Note that if you look at likely/registered voters the gap is 54.1 to 42.3 (and is 54.2 to 40.9 for just polls of adults).

Overall, as I have noted from time, we see some remarkable stability here. His approval has always been sub-50% and its high water mark was in April of this year at 45.8% (his Covid-19 bump during that extremely brief period where it seemed to some that maybe, just maybe he might exert an iota of leadership). His previous high was 45.5% just as he was inaugurated.

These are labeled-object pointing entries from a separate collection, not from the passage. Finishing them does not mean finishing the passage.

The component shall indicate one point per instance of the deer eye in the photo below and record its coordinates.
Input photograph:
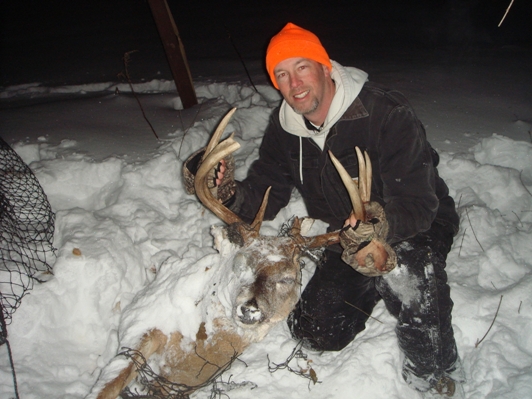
(240, 263)
(287, 281)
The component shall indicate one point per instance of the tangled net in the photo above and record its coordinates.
(26, 233)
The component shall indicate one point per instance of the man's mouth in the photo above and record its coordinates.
(301, 95)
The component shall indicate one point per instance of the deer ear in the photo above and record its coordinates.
(306, 225)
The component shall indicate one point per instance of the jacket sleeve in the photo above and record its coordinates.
(408, 174)
(271, 169)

The overall range has been 36.5% to 45.8%, but eyeballing the average would suggest the low 40s.

Indeed, if one just looks at the last month it looks like a dramatic turn, but in looking at the overall trend, I think we are just seeing regression to the mean. The aberration was the brief uptick to almost 46% and the move to the lower 40s is just back to “normal.”

So we see here general stability of partisan position in the aggregate, as I have argued, but some shifts at the margins (keeping mind that most shifts that look dramatic on the graph are still single-digit moves).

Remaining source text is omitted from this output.